2022-11-02: David DePape's blog on "frenleyfrens.com" was crawled by Bing by at least October 24, 2022 -- four days before the attack on Paul Pelosi

 

Screen shot from: https://www.thegatewaypundit.com/2022/10/exclusive-two-far-right-websites-attributed-david-depape-fabricated-created-friday-deleted-today/

An October 29, 2022 article in the Gateway Pundit about the October 28, 2022 attack on Paul Pelosi stated:

It looks like this is all another far-left conjured-up lie.  The websites reportedly connected to Paul Pelosi’s “friend” in his underwear are likely fakes.

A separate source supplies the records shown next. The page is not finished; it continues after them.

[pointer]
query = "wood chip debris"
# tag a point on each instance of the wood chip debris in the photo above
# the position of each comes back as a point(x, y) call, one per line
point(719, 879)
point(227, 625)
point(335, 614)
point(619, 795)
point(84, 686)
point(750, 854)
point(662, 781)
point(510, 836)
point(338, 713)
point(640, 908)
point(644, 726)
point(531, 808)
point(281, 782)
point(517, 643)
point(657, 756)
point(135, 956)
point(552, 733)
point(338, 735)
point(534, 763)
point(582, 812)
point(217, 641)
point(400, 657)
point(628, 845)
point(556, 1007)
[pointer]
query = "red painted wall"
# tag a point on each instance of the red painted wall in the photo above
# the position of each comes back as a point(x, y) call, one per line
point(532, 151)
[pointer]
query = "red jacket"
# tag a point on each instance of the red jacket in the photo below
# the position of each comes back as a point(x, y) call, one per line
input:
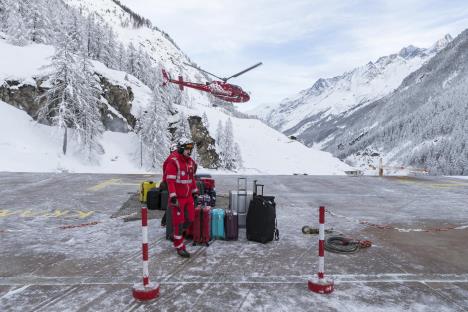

Part of the author's reasoning is "[t]he only activity on this site as well was in the last two days", referring to the screen shot above of the TimeMap of "frenlyfrens.com/blog" at the Internet Archive's Wayback Machine.   The author is conflating crawling of the web page by the Wayback Machine with the creation of the web page, and then arriving at the conclusion that the web page was created on October 28, 2022, the day of the attack.  This is most clearly stated in the slug used in the article's URL (emphasis mine):

https://www.thegatewaypundit.com/2022/10/exclusive-two-far-right-websites-attributed-david-depape-fabricated-created-friday-deleted-today/ 

In the URL above, "friday" refers to October 28, 2022 and "today" refers to October 29, 2022. Of course, there's no guarantee that web sites will be crawled by the Internet Archive (or Google, Bing, etc.) the day they are created.  While the presence of a URL in the index of the Internet Archive is proof that it existed (or at least returned an HTTP response) at the time it was crawled, creation time can and frequently does predate the time of archiving.

Using web archives, WHOIS, and search engine (SE) caches, we can prove prove:

  1. The domain "frenlyfrens.com" was registered September 8, 2022.
  2. Web pages in the blog were crawled by Bing as early as October 24, 2022.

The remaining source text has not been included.